Niente spazi, stagione culturale a rischio

3 Ottobre 2019

Dal Tsa alla Barattelli, dai Solisti Aquilani all’Istituzione Sinfonica non ci sono strutture adeguate e il Ridotto resta chiuso

L’AQUILA. Una lettera via mail della Società dei Concerti “Bonaventura Barattelli”, spedita dal direttore artistico Fabrizio Pezzopane (nell’ente musicale dal 1976) indirizzata al Comune, scuote in queste ore il mondo culturale cittadino. Come se non bastassero le polemiche sul Festival degli Incontri – per il quale il sindaco, Pierluigi Biondi, è ancora in attesa di una convocazione da parte del Mibac – la Barattelli chiede all’amministrazione comunale la disponibilità dell’Auditorium del Parco del Castello per alcuni concerti della nuova stagione, vista l’indisponibilità del Ridotto del Teatro comunale, dopo la diffida di vigili del fuoco e prefettura.
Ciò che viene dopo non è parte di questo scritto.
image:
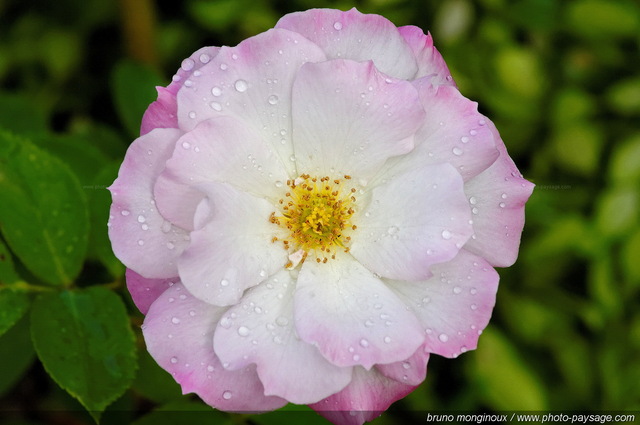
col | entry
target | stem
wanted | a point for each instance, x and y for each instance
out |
(138, 25)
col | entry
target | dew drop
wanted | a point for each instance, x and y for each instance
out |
(187, 64)
(241, 86)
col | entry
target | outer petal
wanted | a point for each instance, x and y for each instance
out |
(368, 395)
(251, 82)
(497, 198)
(233, 251)
(145, 291)
(417, 219)
(348, 118)
(352, 35)
(351, 316)
(411, 371)
(453, 132)
(141, 237)
(454, 305)
(261, 330)
(430, 62)
(179, 331)
(224, 150)
(163, 113)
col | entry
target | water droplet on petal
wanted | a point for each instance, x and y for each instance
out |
(187, 64)
(241, 86)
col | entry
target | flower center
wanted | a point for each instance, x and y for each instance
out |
(316, 212)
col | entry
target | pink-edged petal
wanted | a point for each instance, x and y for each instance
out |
(252, 82)
(224, 150)
(411, 371)
(261, 330)
(402, 233)
(145, 291)
(453, 132)
(351, 316)
(140, 236)
(178, 331)
(430, 62)
(348, 118)
(455, 305)
(163, 113)
(497, 198)
(356, 36)
(368, 395)
(177, 202)
(233, 250)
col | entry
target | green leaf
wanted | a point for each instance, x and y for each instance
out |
(20, 115)
(84, 159)
(153, 382)
(43, 212)
(602, 19)
(185, 412)
(506, 381)
(13, 305)
(16, 354)
(86, 344)
(133, 87)
(7, 269)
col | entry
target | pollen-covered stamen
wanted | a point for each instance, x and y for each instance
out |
(316, 211)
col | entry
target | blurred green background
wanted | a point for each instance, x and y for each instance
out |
(561, 80)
La struttura culturale, che ospita anche la sede dell’Istituzione Sinfonica Abruzzese, è chiusa da una settimana e non c’è una data certa sulla riapertura. «Abbiamo bisogno di spazi adeguati, con un palco adeguato alle orchestre che ospitiamo. E non possiamo regolarci neppure sul numero di abbonamenti», dice il direttore artistico della Barattelli, Pezzopane. «Inoltre, abbiamo dovuto tenere conto anche del Festival degli Incontri e per questo motivo avevamo già dirottato il concerto inaugurale all’Auditorium del Parco. Che, però, contiene al massimo 250 spettatori (190 più 48 nel retropalco, ndr), contro i 350 del Ridotto. Parliamo sempre di strutture piccole, perché purtroppo L’Aquila non è mai riuscita a dotarsi di un Auditorium per il grande pubblico».
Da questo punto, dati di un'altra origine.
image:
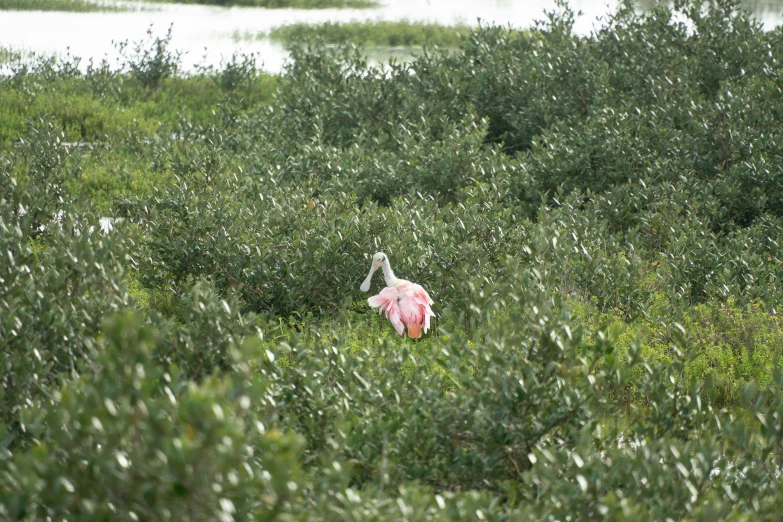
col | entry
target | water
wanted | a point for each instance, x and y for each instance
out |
(206, 34)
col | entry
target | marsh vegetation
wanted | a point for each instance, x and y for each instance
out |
(598, 219)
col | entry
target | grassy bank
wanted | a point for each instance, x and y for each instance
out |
(377, 33)
(81, 6)
(284, 4)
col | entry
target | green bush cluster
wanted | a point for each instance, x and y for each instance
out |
(596, 218)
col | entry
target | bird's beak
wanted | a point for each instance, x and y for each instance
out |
(366, 285)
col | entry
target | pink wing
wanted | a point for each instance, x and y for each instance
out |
(414, 305)
(387, 301)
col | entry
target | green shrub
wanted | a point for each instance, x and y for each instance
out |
(129, 440)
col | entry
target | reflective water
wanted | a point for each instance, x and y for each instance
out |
(206, 34)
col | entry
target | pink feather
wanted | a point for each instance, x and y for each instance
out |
(406, 304)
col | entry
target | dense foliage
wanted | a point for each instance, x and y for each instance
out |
(598, 219)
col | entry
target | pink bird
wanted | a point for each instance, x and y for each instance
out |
(405, 303)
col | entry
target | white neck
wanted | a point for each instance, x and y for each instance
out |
(388, 274)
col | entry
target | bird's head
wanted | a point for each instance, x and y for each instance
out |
(377, 260)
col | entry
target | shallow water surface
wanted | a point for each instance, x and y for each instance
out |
(206, 34)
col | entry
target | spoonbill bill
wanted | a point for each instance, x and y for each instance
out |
(405, 303)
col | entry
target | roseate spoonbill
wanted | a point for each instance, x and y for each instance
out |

E questo è il punto dolente: dai miliardi volati durante Italia ’90 a quelli per il Giubileo del 2000 e, non ultime, le donazioni tipo il PalaJapan (a tutt’oggi ingestibile per gli alti costi), nessun politico-amministratore ha avuto la lungimiranza di costruire uno spazio per la cultura per accogliere un migliaio di spettatori, con un palco per grandi orchestre che, all’Aquila, al momento sono impossibili da poter ospitare. Se da un lato l’assessore alla Ricostruzione, Vittorio Fabrizi, assicura che il Comune cercherà di fare presto per i lavori dl Ridotto, dall’altro muoversi, per un ente pubblico, in fatto di opere da mettere in cantiere, non è né semplice, né rapido.
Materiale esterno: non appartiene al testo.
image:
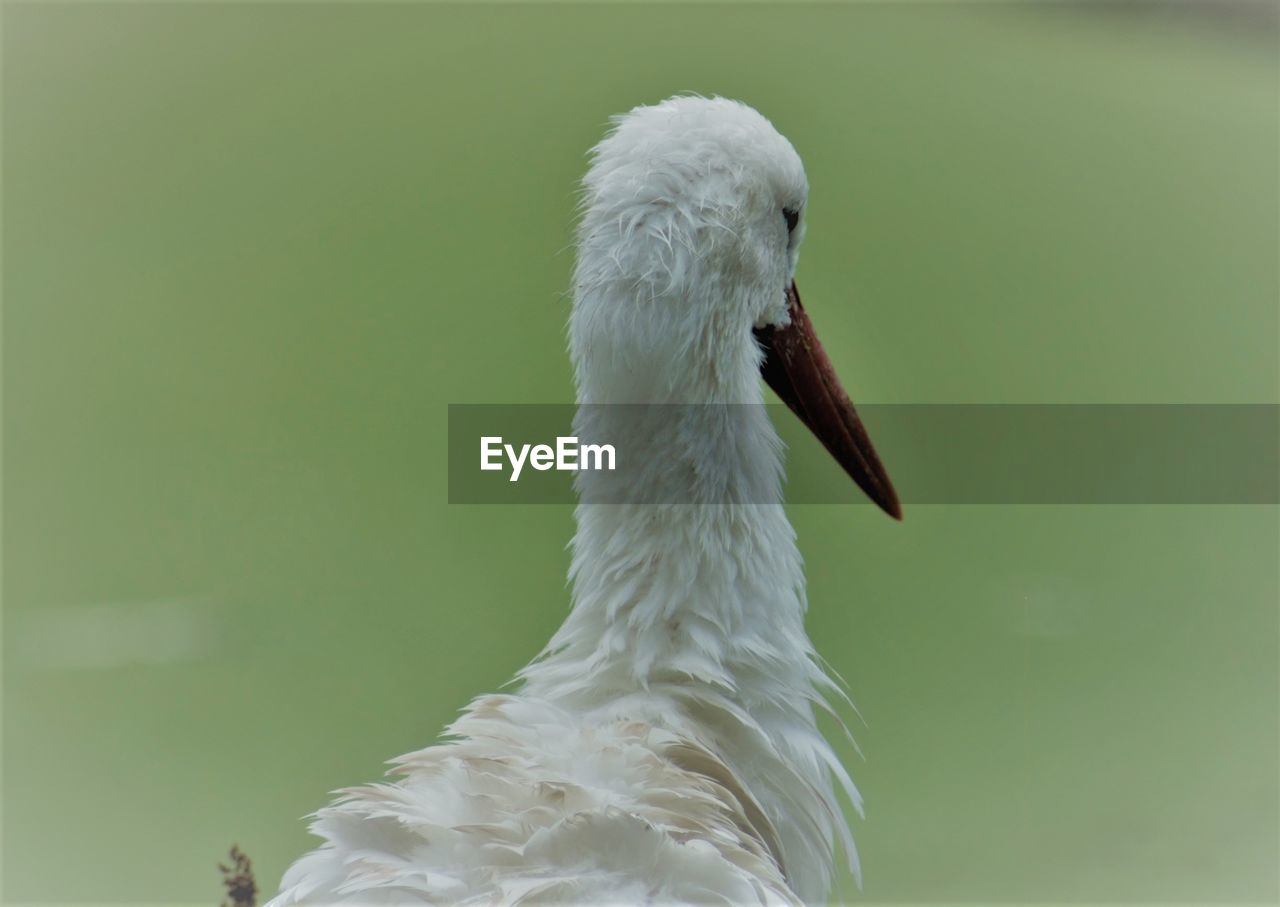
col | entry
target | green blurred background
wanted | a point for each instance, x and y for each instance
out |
(251, 252)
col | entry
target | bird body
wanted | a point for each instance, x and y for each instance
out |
(663, 747)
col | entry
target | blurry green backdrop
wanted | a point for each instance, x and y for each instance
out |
(251, 251)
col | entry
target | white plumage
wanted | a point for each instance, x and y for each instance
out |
(663, 747)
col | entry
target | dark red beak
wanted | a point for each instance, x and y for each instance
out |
(800, 374)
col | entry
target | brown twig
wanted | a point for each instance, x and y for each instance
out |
(238, 880)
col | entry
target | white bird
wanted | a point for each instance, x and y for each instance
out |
(663, 747)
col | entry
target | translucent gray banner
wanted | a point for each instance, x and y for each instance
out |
(935, 453)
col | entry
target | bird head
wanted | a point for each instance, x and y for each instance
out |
(684, 288)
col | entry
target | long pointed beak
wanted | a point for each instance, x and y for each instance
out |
(800, 374)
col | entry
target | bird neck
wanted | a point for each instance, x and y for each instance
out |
(696, 582)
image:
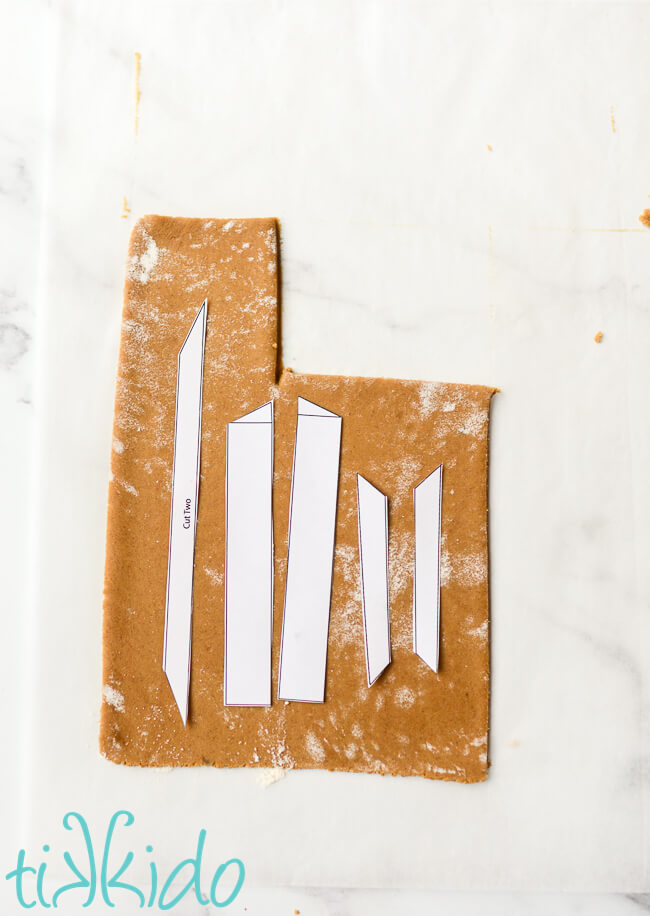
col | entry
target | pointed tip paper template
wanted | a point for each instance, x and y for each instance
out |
(249, 559)
(372, 507)
(177, 647)
(312, 522)
(427, 503)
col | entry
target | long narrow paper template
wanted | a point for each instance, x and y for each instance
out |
(177, 647)
(249, 559)
(312, 522)
(427, 500)
(372, 507)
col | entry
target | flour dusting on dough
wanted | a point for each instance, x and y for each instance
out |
(315, 747)
(142, 266)
(268, 777)
(113, 697)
«Bisogna fornire una soluzione nel più breve tempo possibile», sostiene il presidente del Tsa, Annalisa De Simone. Il Tsa, infatti, è tra i più penalizzati, visto che ha bisogno di un palco adeguato per impianti scenici a volte anche importanti. «Il tempo è un fattore determinante per dare garanzie», sottolinea De Simone, «la paura è che i cittadini si sentano scoraggiati ad abbonarsi alla stagione di un qualsiasi Ente culturale aquilano, senza avere certezze che la stagione avvenga in uno spazio definito», conclude il presidente del Tsa. Nella stessa situazione anche l’Istituzione Sinfonica Abruzzese e I Solisti Aquilani.